About a third of the way through, some stranger tapped me on the shoulder as he was passing me, and told me I was doing great.  I assume the “Survivor” emblazoned on the back of my shirt made him take the couple of seconds to say hello.  I’ve said it before, and I’ll keep saying it… I love the running community.

Darla made some new friends, and as I got close to the finish line, I could hear them all cheering for me.  Man, that is such a rush!

I finished the race in what was a pretty good time for me.  This race is more an event than a race, and while there are some folks that are in it to win it, there’s a lot of folks that are just walking, talking and memorializing folks that have been stricken by colon cancer.  This usually makes my results look far more impressive than they actually are!
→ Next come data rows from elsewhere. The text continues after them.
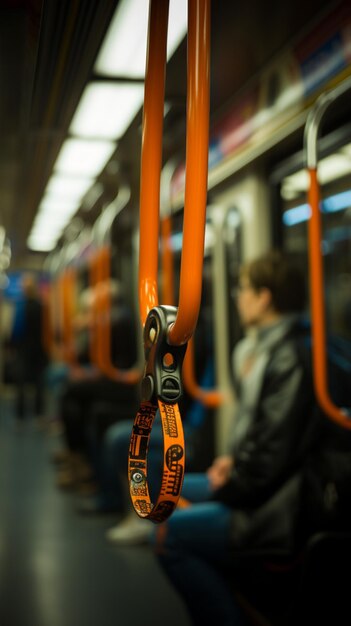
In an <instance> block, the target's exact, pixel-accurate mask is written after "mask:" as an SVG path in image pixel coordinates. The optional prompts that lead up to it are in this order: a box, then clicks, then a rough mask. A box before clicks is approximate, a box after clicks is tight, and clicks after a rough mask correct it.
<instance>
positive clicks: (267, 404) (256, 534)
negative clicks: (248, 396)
mask: <svg viewBox="0 0 351 626" xmlns="http://www.w3.org/2000/svg"><path fill="white" fill-rule="evenodd" d="M277 335H278V336H276V340H274V337H273V340H271V341H268V342H267V346H266V364H265V367H264V371H263V372H262V373H261V380H260V382H259V392H258V394H257V400H256V402H255V405H254V406H253V407H252V409H251V413H250V415H249V417H247V416H246V417H247V419H248V423H249V426H248V428H247V430H246V432H245V434H244V437H243V438H242V439H241V441H240V442H239V444H238V445H237V446H236V448H235V446H234V450H233V454H234V469H233V471H232V474H231V477H230V479H229V481H228V482H227V483H226V484H225V485H224V486H223V487H222V488H220V489H218V490H217V491H216V492H215V494H214V498H215V499H216V500H219V501H221V502H224V503H225V504H227V505H229V506H231V507H233V510H234V511H233V539H234V541H235V543H236V544H237V545H240V546H242V547H243V546H247V545H250V546H262V545H263V546H265V545H272V546H275V545H283V544H284V545H285V546H287V544H288V543H289V544H290V541H291V540H292V534H293V527H294V519H295V514H296V512H297V509H298V499H299V493H300V481H301V468H302V467H303V465H304V462H305V460H306V458H307V457H308V455H309V454H310V453H311V451H312V449H313V448H314V447H315V446H316V445H318V440H319V437H320V432H321V416H320V412H319V411H318V409H317V406H316V402H315V398H314V392H313V384H312V375H311V364H310V361H311V358H310V351H309V349H308V348H307V342H306V341H305V331H304V330H303V328H302V326H300V325H299V324H298V323H296V322H295V323H287V324H286V328H285V331H284V328H281V329H280V332H278V333H277ZM238 385H239V386H238V389H237V391H238V398H239V406H240V384H238Z"/></svg>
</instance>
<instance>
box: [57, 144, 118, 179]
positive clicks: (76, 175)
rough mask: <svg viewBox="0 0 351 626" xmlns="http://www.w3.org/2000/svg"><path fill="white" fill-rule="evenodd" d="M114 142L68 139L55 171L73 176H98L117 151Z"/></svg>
mask: <svg viewBox="0 0 351 626" xmlns="http://www.w3.org/2000/svg"><path fill="white" fill-rule="evenodd" d="M115 148H116V146H115V144H114V143H113V142H112V141H92V140H88V139H67V140H66V141H65V142H64V144H63V146H62V148H61V150H60V153H59V155H58V158H57V160H56V163H55V171H56V172H59V173H63V174H69V175H71V176H73V175H75V176H84V177H85V176H89V177H90V176H92V177H94V176H98V175H99V174H100V173H101V171H102V170H103V169H104V167H105V165H106V163H107V162H108V161H109V160H110V158H111V156H112V154H113V153H114V151H115Z"/></svg>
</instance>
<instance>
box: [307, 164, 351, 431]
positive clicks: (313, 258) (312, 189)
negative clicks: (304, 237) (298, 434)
mask: <svg viewBox="0 0 351 626" xmlns="http://www.w3.org/2000/svg"><path fill="white" fill-rule="evenodd" d="M309 174H310V189H309V204H310V207H311V217H310V220H309V262H310V290H311V311H312V345H313V371H314V384H315V391H316V396H317V400H318V402H319V404H320V406H321V408H322V409H323V411H325V413H326V414H327V415H328V416H329V417H330V418H331V419H332V420H334V421H335V422H337V423H338V424H340V425H341V426H344V427H345V428H348V429H351V419H350V418H349V417H347V415H346V414H345V413H344V412H343V411H342V410H341V409H340V408H338V407H337V406H336V405H335V404H334V403H333V401H332V400H331V398H330V395H329V393H328V384H327V356H326V332H325V312H324V287H323V260H322V255H321V241H322V237H321V234H322V228H321V213H320V210H319V184H318V179H317V169H310V170H309Z"/></svg>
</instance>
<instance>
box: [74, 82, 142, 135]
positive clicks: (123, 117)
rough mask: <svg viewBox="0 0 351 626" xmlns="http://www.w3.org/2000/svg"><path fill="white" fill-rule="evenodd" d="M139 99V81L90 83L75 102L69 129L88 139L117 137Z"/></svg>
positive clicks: (135, 112)
mask: <svg viewBox="0 0 351 626" xmlns="http://www.w3.org/2000/svg"><path fill="white" fill-rule="evenodd" d="M143 99H144V86H143V85H142V84H138V83H132V84H130V83H118V84H116V83H114V84H112V83H110V82H93V83H90V84H89V85H88V86H87V87H86V88H85V90H84V92H83V95H82V98H81V100H80V102H79V104H78V108H77V111H76V113H75V115H74V117H73V120H72V123H71V126H70V132H71V134H72V135H78V136H80V137H87V138H92V139H94V138H101V139H119V138H120V137H121V136H122V135H124V133H125V131H126V130H127V128H128V126H129V125H130V123H131V122H132V120H133V119H134V117H135V116H136V114H137V112H138V111H139V109H140V108H141V106H142V103H143Z"/></svg>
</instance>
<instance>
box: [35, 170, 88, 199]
mask: <svg viewBox="0 0 351 626" xmlns="http://www.w3.org/2000/svg"><path fill="white" fill-rule="evenodd" d="M93 182H94V180H93V178H73V177H70V176H64V175H62V174H54V175H53V176H51V178H50V180H49V182H48V184H47V187H46V191H47V192H48V193H49V194H52V195H56V196H57V197H58V198H59V197H61V198H66V199H71V200H77V201H78V200H81V199H82V198H83V196H84V195H85V194H86V192H87V191H88V189H90V187H91V186H92V184H93Z"/></svg>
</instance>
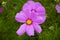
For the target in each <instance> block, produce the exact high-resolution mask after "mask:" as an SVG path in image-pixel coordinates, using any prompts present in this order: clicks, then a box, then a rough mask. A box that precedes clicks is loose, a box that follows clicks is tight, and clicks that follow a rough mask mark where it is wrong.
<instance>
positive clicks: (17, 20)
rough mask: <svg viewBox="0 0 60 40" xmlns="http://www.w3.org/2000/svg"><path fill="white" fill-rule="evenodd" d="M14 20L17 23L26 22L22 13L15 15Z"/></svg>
mask: <svg viewBox="0 0 60 40" xmlns="http://www.w3.org/2000/svg"><path fill="white" fill-rule="evenodd" d="M15 19H16V20H17V21H18V22H25V20H26V15H25V14H24V12H23V11H21V12H20V13H17V14H16V16H15Z"/></svg>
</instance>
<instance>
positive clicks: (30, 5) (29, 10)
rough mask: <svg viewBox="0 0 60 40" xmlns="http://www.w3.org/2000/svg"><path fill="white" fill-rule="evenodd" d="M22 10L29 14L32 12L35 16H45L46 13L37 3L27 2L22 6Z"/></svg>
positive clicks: (43, 8) (35, 2) (40, 5)
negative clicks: (44, 15)
mask: <svg viewBox="0 0 60 40" xmlns="http://www.w3.org/2000/svg"><path fill="white" fill-rule="evenodd" d="M22 10H29V12H30V13H31V12H33V13H34V14H36V15H45V13H46V11H45V8H44V6H43V5H42V4H41V3H39V2H34V1H28V2H27V3H25V4H24V5H23V8H22Z"/></svg>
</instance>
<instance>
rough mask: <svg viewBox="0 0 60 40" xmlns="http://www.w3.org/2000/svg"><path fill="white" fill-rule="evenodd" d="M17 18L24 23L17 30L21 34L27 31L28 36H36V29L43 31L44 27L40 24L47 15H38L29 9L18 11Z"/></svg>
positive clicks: (19, 34) (44, 18)
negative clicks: (42, 29)
mask: <svg viewBox="0 0 60 40" xmlns="http://www.w3.org/2000/svg"><path fill="white" fill-rule="evenodd" d="M15 19H16V21H18V22H22V23H24V24H22V25H21V26H20V28H19V29H18V30H17V32H16V33H17V34H18V35H19V36H21V35H23V34H24V33H27V35H28V36H34V31H36V32H37V33H41V31H42V28H41V26H40V25H39V24H41V23H42V22H44V21H45V19H46V17H45V16H44V15H40V16H36V15H35V14H34V13H33V12H32V13H30V12H29V11H28V10H27V11H26V10H25V11H21V12H19V13H17V14H16V16H15Z"/></svg>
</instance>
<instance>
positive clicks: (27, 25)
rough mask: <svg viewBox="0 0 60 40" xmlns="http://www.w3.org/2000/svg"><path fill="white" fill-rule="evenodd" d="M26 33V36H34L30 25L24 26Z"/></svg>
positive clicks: (33, 31)
mask: <svg viewBox="0 0 60 40" xmlns="http://www.w3.org/2000/svg"><path fill="white" fill-rule="evenodd" d="M26 33H27V34H28V36H34V28H33V26H32V25H26Z"/></svg>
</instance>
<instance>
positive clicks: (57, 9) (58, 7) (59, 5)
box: [55, 5, 60, 13]
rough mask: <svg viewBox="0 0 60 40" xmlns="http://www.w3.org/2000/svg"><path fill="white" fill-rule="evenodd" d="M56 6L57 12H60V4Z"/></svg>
mask: <svg viewBox="0 0 60 40" xmlns="http://www.w3.org/2000/svg"><path fill="white" fill-rule="evenodd" d="M55 8H56V10H57V12H58V13H60V5H56V7H55Z"/></svg>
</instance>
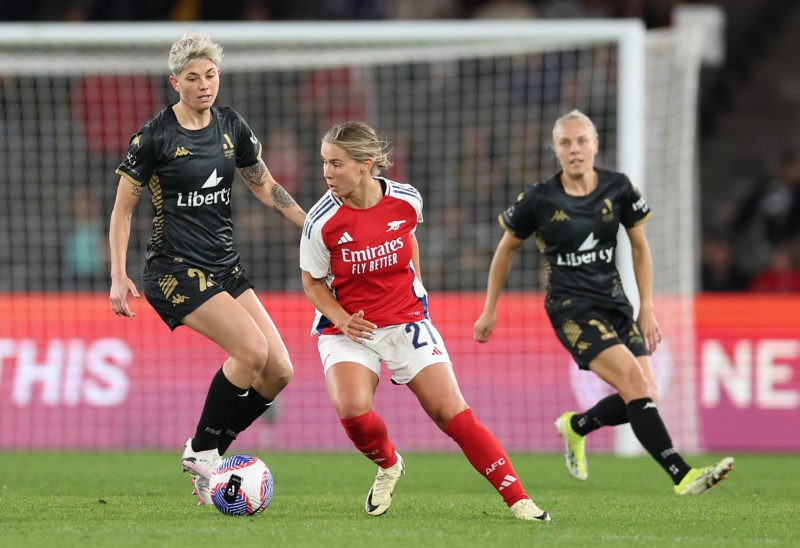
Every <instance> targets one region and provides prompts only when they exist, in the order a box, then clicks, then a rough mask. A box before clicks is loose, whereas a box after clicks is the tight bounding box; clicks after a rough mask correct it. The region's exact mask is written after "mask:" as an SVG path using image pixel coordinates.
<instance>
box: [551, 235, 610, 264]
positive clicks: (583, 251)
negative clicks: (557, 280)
mask: <svg viewBox="0 0 800 548" xmlns="http://www.w3.org/2000/svg"><path fill="white" fill-rule="evenodd" d="M598 243H600V240H598V239H597V238H595V237H594V232H592V233H590V234H589V235H588V236H587V237H586V239H585V240H584V241H583V243H582V244H581V245H580V247H579V248H578V252H577V253H575V252H572V253H559V254H558V256H557V257H556V264H557V265H558V266H581V265H585V264H592V263H596V262H598V261H603V262H606V263H610V262H611V261H613V260H614V248H613V247H607V248H604V249H598V250H596V251H594V248H595V247H597V244H598Z"/></svg>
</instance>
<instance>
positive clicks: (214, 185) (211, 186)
mask: <svg viewBox="0 0 800 548" xmlns="http://www.w3.org/2000/svg"><path fill="white" fill-rule="evenodd" d="M221 180H222V177H217V170H216V169H215V170H214V171H212V172H211V175H209V176H208V179H206V182H205V183H203V186H201V187H200V188H212V187H215V186H217V185H218V184H219V182H220V181H221Z"/></svg>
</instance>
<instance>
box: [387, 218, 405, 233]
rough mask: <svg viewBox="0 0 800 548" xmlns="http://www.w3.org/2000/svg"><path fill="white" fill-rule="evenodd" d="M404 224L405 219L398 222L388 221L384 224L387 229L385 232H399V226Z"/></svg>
mask: <svg viewBox="0 0 800 548" xmlns="http://www.w3.org/2000/svg"><path fill="white" fill-rule="evenodd" d="M404 222H406V220H405V219H402V220H400V221H389V222H388V223H386V226H388V227H389V228H387V229H386V232H391V231H392V230H400V225H402V224H403V223H404Z"/></svg>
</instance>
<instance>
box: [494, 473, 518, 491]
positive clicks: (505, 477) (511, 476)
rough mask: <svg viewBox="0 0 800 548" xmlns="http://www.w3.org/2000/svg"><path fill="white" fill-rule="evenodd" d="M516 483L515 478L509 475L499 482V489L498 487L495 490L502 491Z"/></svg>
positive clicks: (513, 476)
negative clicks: (500, 481)
mask: <svg viewBox="0 0 800 548" xmlns="http://www.w3.org/2000/svg"><path fill="white" fill-rule="evenodd" d="M516 482H517V478H515V477H514V476H510V475H508V474H506V477H504V478H503V481H501V482H500V487H498V488H497V490H498V491H502V490H503V489H505V488H506V487H508V486H510V485H513V484H514V483H516Z"/></svg>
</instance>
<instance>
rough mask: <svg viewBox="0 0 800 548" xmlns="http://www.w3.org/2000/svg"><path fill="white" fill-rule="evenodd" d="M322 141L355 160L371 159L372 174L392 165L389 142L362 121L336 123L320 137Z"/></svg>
mask: <svg viewBox="0 0 800 548" xmlns="http://www.w3.org/2000/svg"><path fill="white" fill-rule="evenodd" d="M322 142H323V143H329V144H332V145H336V146H338V147H340V148H341V149H342V150H344V151H345V152H346V153H347V155H348V156H350V157H351V158H352V159H354V160H356V161H357V162H363V161H364V160H372V162H373V164H372V169H371V170H370V173H371V174H372V175H378V174H379V173H380V172H381V170H382V169H386V168H388V167H389V166H391V165H392V162H391V161H389V154H391V150H390V149H389V142H388V141H386V140H384V139H382V138H380V137H379V136H378V134H377V133H375V130H374V129H372V128H371V127H369V126H368V125H367V124H365V123H364V122H357V121H349V122H342V123H341V124H336V125H335V126H333V127H332V128H331V129H329V130H328V132H327V133H326V134H325V136H324V137H323V138H322Z"/></svg>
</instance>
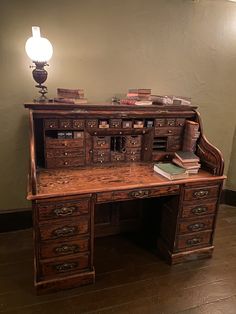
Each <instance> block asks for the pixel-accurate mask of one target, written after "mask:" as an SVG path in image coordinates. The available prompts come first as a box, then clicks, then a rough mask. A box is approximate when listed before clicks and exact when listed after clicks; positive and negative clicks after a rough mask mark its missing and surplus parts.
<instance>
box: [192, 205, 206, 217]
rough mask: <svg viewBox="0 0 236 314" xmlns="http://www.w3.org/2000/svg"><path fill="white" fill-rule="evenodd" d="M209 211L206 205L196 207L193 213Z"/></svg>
mask: <svg viewBox="0 0 236 314" xmlns="http://www.w3.org/2000/svg"><path fill="white" fill-rule="evenodd" d="M205 212H207V208H206V207H194V208H193V209H192V213H193V214H195V215H201V214H203V213H205Z"/></svg>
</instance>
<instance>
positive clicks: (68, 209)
mask: <svg viewBox="0 0 236 314" xmlns="http://www.w3.org/2000/svg"><path fill="white" fill-rule="evenodd" d="M75 210H76V207H75V206H71V207H61V208H56V209H54V211H53V212H54V214H56V215H57V216H69V215H72V214H73V211H75Z"/></svg>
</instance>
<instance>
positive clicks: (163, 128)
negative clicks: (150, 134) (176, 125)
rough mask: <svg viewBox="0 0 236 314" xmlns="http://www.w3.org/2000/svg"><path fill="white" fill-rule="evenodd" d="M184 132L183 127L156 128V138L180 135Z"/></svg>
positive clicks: (155, 131)
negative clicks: (170, 135)
mask: <svg viewBox="0 0 236 314" xmlns="http://www.w3.org/2000/svg"><path fill="white" fill-rule="evenodd" d="M182 132H183V128H182V127H160V128H157V127H156V128H155V136H168V135H180V134H181V133H182Z"/></svg>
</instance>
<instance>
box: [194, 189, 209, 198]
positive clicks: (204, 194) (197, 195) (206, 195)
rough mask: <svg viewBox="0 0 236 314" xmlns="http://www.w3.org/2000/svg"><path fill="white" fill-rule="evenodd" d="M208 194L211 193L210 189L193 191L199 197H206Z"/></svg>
mask: <svg viewBox="0 0 236 314" xmlns="http://www.w3.org/2000/svg"><path fill="white" fill-rule="evenodd" d="M208 194H209V191H207V190H201V191H197V192H195V193H193V195H194V196H195V197H197V198H201V197H205V196H207V195H208Z"/></svg>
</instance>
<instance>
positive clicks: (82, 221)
mask: <svg viewBox="0 0 236 314" xmlns="http://www.w3.org/2000/svg"><path fill="white" fill-rule="evenodd" d="M88 232H89V219H88V216H79V217H77V218H75V219H73V221H72V220H64V221H63V222H61V223H60V224H59V223H53V224H49V223H48V224H44V225H40V226H39V233H40V238H41V240H55V239H63V238H69V237H74V236H77V235H81V234H86V233H88Z"/></svg>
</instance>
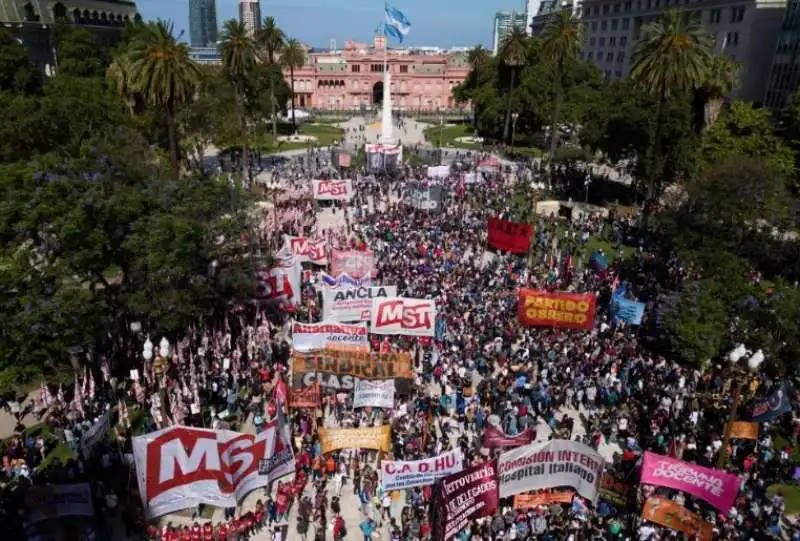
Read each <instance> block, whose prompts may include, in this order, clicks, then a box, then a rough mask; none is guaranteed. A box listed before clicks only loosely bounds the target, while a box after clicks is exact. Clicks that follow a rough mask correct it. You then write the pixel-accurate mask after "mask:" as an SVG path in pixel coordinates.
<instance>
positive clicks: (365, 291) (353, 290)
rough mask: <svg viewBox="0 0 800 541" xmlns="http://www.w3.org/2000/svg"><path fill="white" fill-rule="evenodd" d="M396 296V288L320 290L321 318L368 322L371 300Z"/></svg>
mask: <svg viewBox="0 0 800 541" xmlns="http://www.w3.org/2000/svg"><path fill="white" fill-rule="evenodd" d="M396 295H397V286H372V287H370V286H359V287H340V288H337V289H331V288H328V287H326V288H324V289H323V290H322V317H323V318H324V319H327V320H330V321H369V318H370V311H371V310H372V299H388V298H390V297H394V296H396Z"/></svg>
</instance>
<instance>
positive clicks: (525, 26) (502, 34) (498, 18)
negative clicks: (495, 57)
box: [492, 11, 528, 54]
mask: <svg viewBox="0 0 800 541" xmlns="http://www.w3.org/2000/svg"><path fill="white" fill-rule="evenodd" d="M527 21H528V15H527V14H526V13H525V12H524V11H498V12H497V13H495V14H494V29H493V30H492V54H497V53H498V51H500V48H501V47H502V46H503V40H505V39H506V36H508V35H509V34H510V33H511V31H512V30H513V29H514V28H519V29H520V30H525V27H526V24H527ZM526 32H527V31H526Z"/></svg>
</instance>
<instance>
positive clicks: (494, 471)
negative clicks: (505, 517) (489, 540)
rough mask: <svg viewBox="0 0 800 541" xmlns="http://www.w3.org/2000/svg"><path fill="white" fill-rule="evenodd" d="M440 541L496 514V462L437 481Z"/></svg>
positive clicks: (475, 466) (496, 482) (496, 469)
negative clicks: (495, 513) (479, 520)
mask: <svg viewBox="0 0 800 541" xmlns="http://www.w3.org/2000/svg"><path fill="white" fill-rule="evenodd" d="M438 497H439V502H438V503H439V506H440V508H439V536H438V537H439V541H449V540H450V539H452V538H454V537H455V536H456V534H458V532H460V531H461V530H463V529H464V527H465V526H467V525H468V524H470V523H471V522H472V521H474V520H475V519H479V518H483V517H489V516H491V515H493V514H494V513H495V512H496V511H497V507H498V503H499V501H500V500H499V498H498V497H497V462H496V461H494V460H493V461H491V462H489V463H486V464H478V465H477V466H472V467H471V468H468V469H466V470H464V471H462V472H460V473H455V474H453V475H449V476H447V477H444V478H443V479H442V480H441V481H439V490H438Z"/></svg>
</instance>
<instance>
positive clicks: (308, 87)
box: [284, 36, 469, 111]
mask: <svg viewBox="0 0 800 541" xmlns="http://www.w3.org/2000/svg"><path fill="white" fill-rule="evenodd" d="M384 54H385V58H386V61H387V65H388V67H389V70H390V73H391V86H390V88H391V90H392V107H393V108H394V109H395V110H401V111H402V110H422V111H439V110H445V109H450V110H453V109H460V108H468V104H459V103H456V102H455V100H454V99H453V96H452V90H453V88H454V87H455V86H457V85H458V84H460V83H461V82H463V81H464V79H466V77H467V75H468V74H469V64H468V62H467V55H466V53H465V52H463V51H458V52H449V51H442V50H435V51H433V52H428V53H424V52H420V51H419V50H418V49H386V42H385V39H384V37H383V36H376V37H375V40H374V42H373V45H372V46H369V45H368V44H366V43H356V42H353V41H345V44H344V48H343V49H342V50H340V51H313V50H312V51H309V53H308V55H307V59H306V64H305V65H304V66H303V67H301V68H299V69H295V70H294V103H295V105H296V106H297V107H304V108H309V109H349V110H360V109H364V108H374V107H377V106H379V105H380V104H381V103H382V101H383V71H384ZM284 77H285V78H286V81H287V83H289V84H291V80H290V73H289V70H288V69H287V70H284Z"/></svg>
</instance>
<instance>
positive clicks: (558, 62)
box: [542, 9, 583, 160]
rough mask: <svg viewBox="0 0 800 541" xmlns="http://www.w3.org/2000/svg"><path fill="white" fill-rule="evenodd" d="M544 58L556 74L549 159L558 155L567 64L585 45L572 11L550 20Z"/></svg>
mask: <svg viewBox="0 0 800 541" xmlns="http://www.w3.org/2000/svg"><path fill="white" fill-rule="evenodd" d="M543 41H544V43H543V51H542V52H543V53H544V57H545V58H546V59H547V60H548V61H549V62H551V63H552V67H553V69H554V71H555V74H554V75H555V76H554V77H553V82H554V84H555V98H556V100H555V107H554V109H553V118H552V121H551V123H550V159H551V160H552V159H553V156H554V155H555V151H556V146H557V144H558V126H559V123H560V122H561V104H562V102H563V100H564V86H565V85H564V80H563V79H564V76H565V73H566V64H567V63H571V62H574V61H576V60H577V59H578V57H579V56H580V49H581V46H582V45H583V39H582V37H581V22H580V19H579V18H578V17H576V16H575V15H573V12H572V9H562V10H560V11H558V12H557V13H556V14H555V16H554V17H552V18H551V19H550V21H549V22H548V23H547V26H546V27H545V30H544V37H543Z"/></svg>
We stuck around for the awards ceremony, and listened to one survivor tell his tale.  Seventy-six of us were brought forward, and received survivor’s medals for running the race.  I’m always full of emotion at that part of the day, but it’s so cool to see so many folks who have fought the fight, and won.

Next year will be my seventh Undy, and I’m sure I’ll be there for it.  I hope to have some folks come along for the ride next year!!!!

This race benefitted the Colon Cancer Alliance.  Thanks to everyone who contributed!